CodePudding user response:
r=1 and r=n rather are (almost) best cases (actually r=0 is the lower extreme), not worst cases. Worst case, at least for number of combinations, is r=n/2. So if you do want to express the complexity in terms of just n, it's O(nC(n/2)) or O(n × nC(n/2)), depending on what you do with the tuples.
CodePudding user response:
Does this mean we can conclude that the time complexity of
itertools.combinationsisO(n)?
No you / we can't do that.
Consider this statement:
Algorithm X to compute the combinations of r values from a set of n is
O(nCr).
It is in fact trivial to prove1 that any algorithm to do the above must be at least O(nCr). But we would need to examine the actual code to determine that a given algorithm is exactly O(nCr)
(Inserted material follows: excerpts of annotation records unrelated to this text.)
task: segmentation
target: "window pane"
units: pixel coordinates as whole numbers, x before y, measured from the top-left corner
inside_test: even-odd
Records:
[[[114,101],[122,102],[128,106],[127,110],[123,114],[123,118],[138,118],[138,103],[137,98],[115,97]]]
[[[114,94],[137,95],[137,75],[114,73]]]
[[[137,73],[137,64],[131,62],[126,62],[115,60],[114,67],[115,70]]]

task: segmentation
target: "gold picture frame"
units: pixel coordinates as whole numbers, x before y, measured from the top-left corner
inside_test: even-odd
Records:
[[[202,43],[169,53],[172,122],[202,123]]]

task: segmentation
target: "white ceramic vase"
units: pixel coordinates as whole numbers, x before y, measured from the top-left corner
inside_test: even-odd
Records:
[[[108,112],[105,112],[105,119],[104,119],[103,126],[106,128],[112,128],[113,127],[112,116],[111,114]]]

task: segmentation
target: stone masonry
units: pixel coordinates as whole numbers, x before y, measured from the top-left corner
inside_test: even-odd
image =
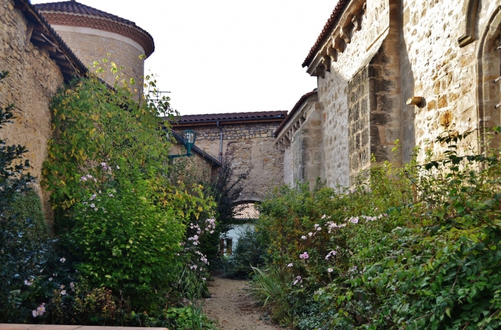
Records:
[[[90,67],[91,71],[94,71],[93,63],[98,61],[106,72],[104,74],[103,80],[113,86],[116,74],[110,71],[110,63],[104,67],[103,58],[124,67],[124,77],[128,80],[133,78],[139,83],[140,78],[144,74],[144,60],[139,58],[143,52],[129,45],[127,43],[106,38],[101,36],[94,36],[82,33],[75,33],[65,31],[59,31],[59,35],[65,42],[75,51],[75,54],[86,64]],[[139,85],[138,85],[139,86]]]
[[[52,218],[49,193],[40,186],[42,164],[52,137],[50,99],[61,87],[63,75],[46,50],[30,43],[27,21],[11,0],[0,0],[0,70],[10,75],[0,84],[0,106],[14,104],[17,118],[0,130],[7,145],[25,145],[34,189],[40,196],[46,218]]]
[[[447,130],[501,124],[501,0],[335,5],[303,63],[318,79],[321,178],[329,186],[353,185],[371,154],[376,162],[406,162],[419,146],[422,161],[427,150],[443,151],[433,140]],[[461,147],[480,150],[478,137]]]
[[[228,146],[235,148],[235,174],[251,168],[246,182],[246,189],[239,201],[262,200],[269,187],[281,184],[283,180],[283,156],[281,152],[277,152],[273,137],[273,132],[280,121],[259,119],[255,121],[235,123],[221,121],[222,152],[226,152]],[[195,145],[218,158],[221,132],[215,122],[203,126],[174,124],[173,129],[180,134],[187,129],[196,131],[198,136]],[[222,156],[224,156],[224,154]]]

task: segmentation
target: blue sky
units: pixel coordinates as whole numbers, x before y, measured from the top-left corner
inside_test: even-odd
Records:
[[[181,115],[290,110],[316,86],[301,64],[336,0],[78,0],[135,21]],[[32,3],[53,2],[32,0]],[[118,64],[118,63],[117,63]]]

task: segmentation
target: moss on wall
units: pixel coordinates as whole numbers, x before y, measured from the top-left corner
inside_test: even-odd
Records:
[[[49,236],[48,226],[45,222],[42,202],[38,195],[33,190],[19,193],[10,206],[9,213],[14,221],[22,224],[29,222],[27,235],[32,241],[44,241]]]

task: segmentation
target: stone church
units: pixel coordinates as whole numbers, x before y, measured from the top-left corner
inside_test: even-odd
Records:
[[[465,143],[480,150],[481,133],[501,124],[500,35],[501,0],[335,0],[305,49],[302,65],[317,88],[298,95],[290,111],[182,116],[174,126],[199,131],[196,152],[211,166],[220,166],[226,145],[238,145],[239,164],[253,167],[242,202],[317,177],[350,187],[371,154],[394,159],[396,140],[399,162],[416,146],[420,160],[426,150],[440,152],[432,141],[446,130],[476,131]],[[152,37],[134,22],[75,0],[0,0],[0,69],[11,72],[0,106],[21,109],[0,132],[27,147],[32,173],[41,177],[58,89],[108,53],[139,79],[139,55],[154,51]],[[48,194],[36,188],[50,218]]]
[[[500,0],[338,0],[302,65],[318,89],[277,130],[283,180],[349,187],[446,129],[501,124]],[[469,142],[478,147],[476,137]]]

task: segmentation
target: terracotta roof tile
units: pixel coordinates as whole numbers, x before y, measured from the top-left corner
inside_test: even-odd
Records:
[[[316,89],[314,89],[310,93],[307,93],[304,95],[301,96],[299,100],[296,102],[296,105],[294,106],[294,108],[292,108],[292,110],[290,110],[289,114],[287,115],[285,119],[283,119],[283,121],[280,123],[278,128],[275,130],[273,134],[276,137],[277,134],[279,134],[279,132],[283,128],[283,127],[287,125],[287,123],[290,121],[290,119],[294,117],[294,115],[296,114],[298,110],[299,110],[299,108],[303,105],[305,102],[312,95],[316,94]]]
[[[320,34],[320,36],[318,36],[318,38],[316,38],[315,45],[314,45],[312,49],[310,50],[308,56],[306,56],[306,58],[303,62],[303,67],[307,67],[311,64],[312,61],[315,58],[315,56],[320,50],[320,47],[329,38],[329,32],[332,31],[335,23],[337,22],[336,19],[339,16],[339,14],[343,11],[345,7],[346,6],[346,4],[348,3],[349,1],[350,0],[337,0],[336,7],[334,7],[334,10],[332,11],[331,16],[327,20],[327,23],[326,23],[324,25],[323,29],[322,30],[322,32]]]
[[[70,80],[73,75],[81,77],[86,75],[89,72],[87,67],[75,55],[59,34],[56,32],[43,15],[36,9],[36,7],[32,5],[30,0],[14,0],[14,2],[26,8],[25,10],[23,10],[25,16],[28,21],[39,27],[43,31],[41,33],[51,39],[51,41],[57,45],[56,52],[50,53],[51,58],[55,60],[58,65],[65,71],[67,71],[68,67],[71,68],[70,71],[73,71],[72,74],[66,73],[63,71],[65,80]],[[62,57],[56,57],[56,56],[62,56]],[[65,63],[65,65],[62,64],[62,62]]]
[[[92,27],[116,33],[141,45],[146,56],[150,56],[154,51],[153,37],[132,21],[75,1],[39,3],[34,6],[51,24]]]
[[[187,115],[176,118],[177,123],[188,123],[200,121],[217,121],[238,120],[253,118],[255,119],[286,118],[287,111],[255,111],[250,113],[212,113],[207,115]]]
[[[117,22],[136,25],[136,23],[132,21],[122,19],[113,14],[103,12],[99,9],[95,9],[89,5],[76,2],[75,1],[60,1],[60,2],[49,2],[47,3],[38,3],[35,5],[36,9],[42,12],[72,12],[73,14],[83,14],[91,16],[97,16],[104,19],[113,19]]]

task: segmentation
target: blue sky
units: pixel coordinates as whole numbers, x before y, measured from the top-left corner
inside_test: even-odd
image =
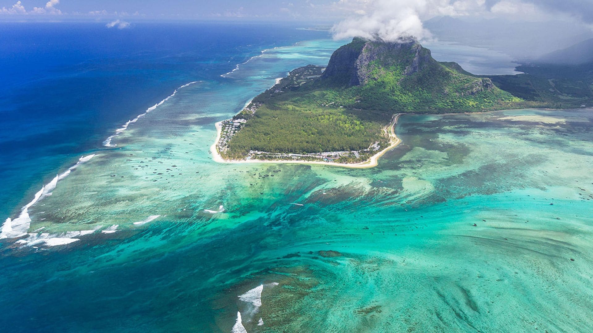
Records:
[[[343,12],[332,0],[130,1],[0,0],[5,20],[94,20],[133,17],[136,20],[241,20],[333,21]],[[333,7],[333,8],[330,8]],[[318,8],[323,8],[320,12]]]
[[[506,16],[527,20],[560,18],[593,24],[591,0],[0,0],[0,20],[4,20],[135,17],[336,22],[373,14],[401,17],[410,12],[420,20],[438,15]]]
[[[425,23],[441,16],[473,20],[477,28],[489,19],[562,21],[593,31],[593,0],[0,0],[5,21],[98,21],[119,29],[149,20],[307,22],[332,25],[340,38],[387,40],[430,39]]]

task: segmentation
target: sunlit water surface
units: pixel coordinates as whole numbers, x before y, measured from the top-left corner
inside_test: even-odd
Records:
[[[215,122],[342,43],[270,50],[89,151],[30,232],[97,231],[4,244],[0,326],[593,329],[591,110],[404,115],[368,169],[212,161]]]

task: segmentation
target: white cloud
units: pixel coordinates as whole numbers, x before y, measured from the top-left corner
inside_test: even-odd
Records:
[[[580,4],[579,1],[566,1],[575,4]],[[553,6],[550,4],[554,3],[554,1],[338,0],[326,9],[328,11],[342,12],[347,15],[346,18],[333,26],[332,31],[336,39],[362,37],[395,41],[410,36],[419,40],[430,39],[431,33],[424,28],[423,22],[437,16],[472,16],[530,21],[561,20],[574,22],[577,24],[579,22],[581,24],[586,22],[584,20],[586,13],[579,15],[574,12],[568,12],[562,9],[565,7],[563,5]],[[578,6],[575,5],[573,7]],[[593,6],[590,6],[589,9],[593,12]],[[591,21],[593,22],[593,18]]]
[[[9,8],[2,7],[2,9],[0,9],[0,14],[27,14],[27,11],[25,10],[25,7],[20,1],[17,1],[17,3],[12,5],[12,7]]]
[[[33,9],[31,11],[31,14],[50,14],[53,15],[61,15],[62,11],[55,8],[54,6],[59,4],[60,0],[49,0],[45,4],[45,8],[42,7],[33,7]]]
[[[339,0],[334,5],[351,16],[333,27],[335,38],[362,37],[395,41],[431,38],[422,21],[439,15],[483,10],[484,0]]]
[[[109,28],[117,27],[118,29],[125,29],[126,28],[130,27],[130,24],[125,21],[122,21],[121,20],[117,19],[115,21],[107,23],[105,25],[105,26]]]
[[[91,11],[88,12],[88,15],[107,15],[107,11],[103,9],[102,11]]]

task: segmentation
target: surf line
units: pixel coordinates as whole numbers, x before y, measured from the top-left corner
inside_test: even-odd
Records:
[[[58,182],[60,181],[70,174],[76,166],[83,163],[88,162],[91,158],[94,157],[95,154],[84,156],[78,159],[78,162],[76,164],[71,166],[60,174],[56,175],[51,181],[42,187],[41,190],[35,194],[33,200],[29,203],[25,204],[21,209],[21,213],[14,220],[8,217],[4,222],[0,230],[0,239],[3,238],[18,238],[27,235],[27,231],[28,230],[31,225],[31,218],[29,217],[28,209],[31,206],[37,203],[39,200],[45,197],[52,195],[52,191],[56,188]]]
[[[262,54],[257,55],[257,56],[253,56],[253,57],[251,57],[249,58],[248,59],[247,59],[247,61],[246,61],[245,62],[242,62],[241,63],[238,63],[238,64],[235,65],[235,68],[232,71],[231,71],[230,72],[229,72],[228,73],[225,73],[224,74],[222,74],[222,75],[221,75],[221,78],[226,78],[227,75],[228,75],[229,74],[233,73],[234,72],[235,72],[235,71],[238,71],[239,70],[239,66],[241,66],[241,65],[245,65],[246,63],[247,63],[248,62],[251,61],[252,60],[253,60],[253,59],[254,59],[256,58],[259,58],[259,57],[260,57],[261,56],[263,56],[266,52],[267,52],[268,51],[270,51],[271,50],[276,50],[278,48],[278,47],[276,46],[276,47],[273,47],[273,48],[272,48],[272,49],[266,49],[265,50],[262,50],[261,51]]]
[[[266,49],[265,50],[262,50],[261,51],[262,53],[260,55],[257,55],[257,56],[253,56],[253,57],[251,57],[249,58],[248,59],[247,59],[247,61],[246,61],[245,62],[242,62],[242,63],[237,64],[237,65],[235,65],[235,68],[232,71],[231,71],[230,72],[229,72],[228,73],[225,73],[224,74],[221,75],[221,78],[226,78],[227,75],[232,74],[232,73],[234,73],[235,71],[238,71],[239,70],[239,66],[241,66],[241,65],[245,65],[246,63],[247,63],[248,62],[251,61],[252,60],[253,60],[253,59],[254,59],[256,58],[259,58],[260,57],[263,56],[264,54],[266,52],[268,52],[268,51],[272,51],[272,50],[276,50],[278,49],[282,49],[282,48],[284,48],[284,47],[290,47],[291,46],[296,46],[298,45],[299,44],[301,44],[301,43],[302,43],[302,41],[297,41],[296,43],[295,43],[292,44],[292,45],[286,45],[285,46],[276,46],[275,47],[270,47],[269,49]]]
[[[145,116],[146,116],[149,112],[150,112],[151,111],[154,111],[154,110],[156,109],[157,107],[158,107],[161,106],[161,105],[162,105],[162,104],[164,103],[165,102],[166,102],[167,101],[168,101],[169,99],[171,98],[171,97],[173,97],[173,96],[175,96],[175,94],[177,93],[177,91],[180,89],[183,89],[183,88],[186,88],[187,87],[189,87],[189,86],[190,86],[190,85],[191,85],[192,84],[196,84],[196,83],[197,83],[199,82],[200,82],[200,81],[192,81],[192,82],[190,82],[189,83],[186,84],[184,84],[184,85],[180,87],[179,88],[176,89],[173,91],[173,94],[171,94],[171,95],[169,95],[166,98],[165,98],[164,100],[161,101],[160,102],[157,103],[156,104],[155,104],[155,105],[151,106],[151,107],[150,107],[149,108],[147,108],[146,110],[143,113],[141,113],[140,114],[138,115],[136,117],[136,118],[134,118],[133,119],[132,119],[131,120],[128,120],[127,121],[126,121],[126,123],[124,124],[121,127],[120,127],[120,128],[119,128],[119,129],[116,129],[115,130],[115,133],[114,134],[113,134],[113,135],[110,136],[109,137],[107,137],[107,139],[105,139],[104,141],[103,141],[103,146],[104,146],[106,147],[114,147],[114,146],[117,146],[117,145],[111,145],[111,140],[113,140],[114,137],[115,137],[117,136],[118,135],[119,135],[120,133],[121,133],[122,132],[123,132],[123,131],[126,130],[126,129],[127,129],[127,127],[130,126],[130,124],[133,124],[133,123],[138,121],[138,120],[139,120],[142,117],[144,117]]]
What you are doing is setting one or both of the variables to fixed values. This is effectively changing the problem.
To illustrate this, we can just substitute the fixed values into the above statement; e.g.
Algorithm X to compute the combinations of 1 value from a set of n is
O(nC1).
Since nC1 is n, we can rewrite this as:
Algorithm X to compute the combinations of 1 value from a set of n is
O(n).
But notice that this problem is different to the original one.
In short ... this is NOT invalidating the original statement.
Note that the (alleged) claim that itertools.combinations is O(n!) is (I think) a misreading on your part. What that "source" actually says is:
"Getting all combinations of a list is O(n!). Since you're doing that n times to get combinations with different values of r, the whole algorithm is O(n * n!)."
My reading is that it is talking about Pn not nCr. But either way, it is too vague to be considered a credible source.
1 - Informal proof. The set of combinations of r from a set of n has nCr elements. Constructing this set will entail adding nCr elements to a data structure. That involves (at least) nCr memory writes. It will take (at least) O(nCr) time to do this ... assuming a (real world) computer with an upper limit on memory bandwidth.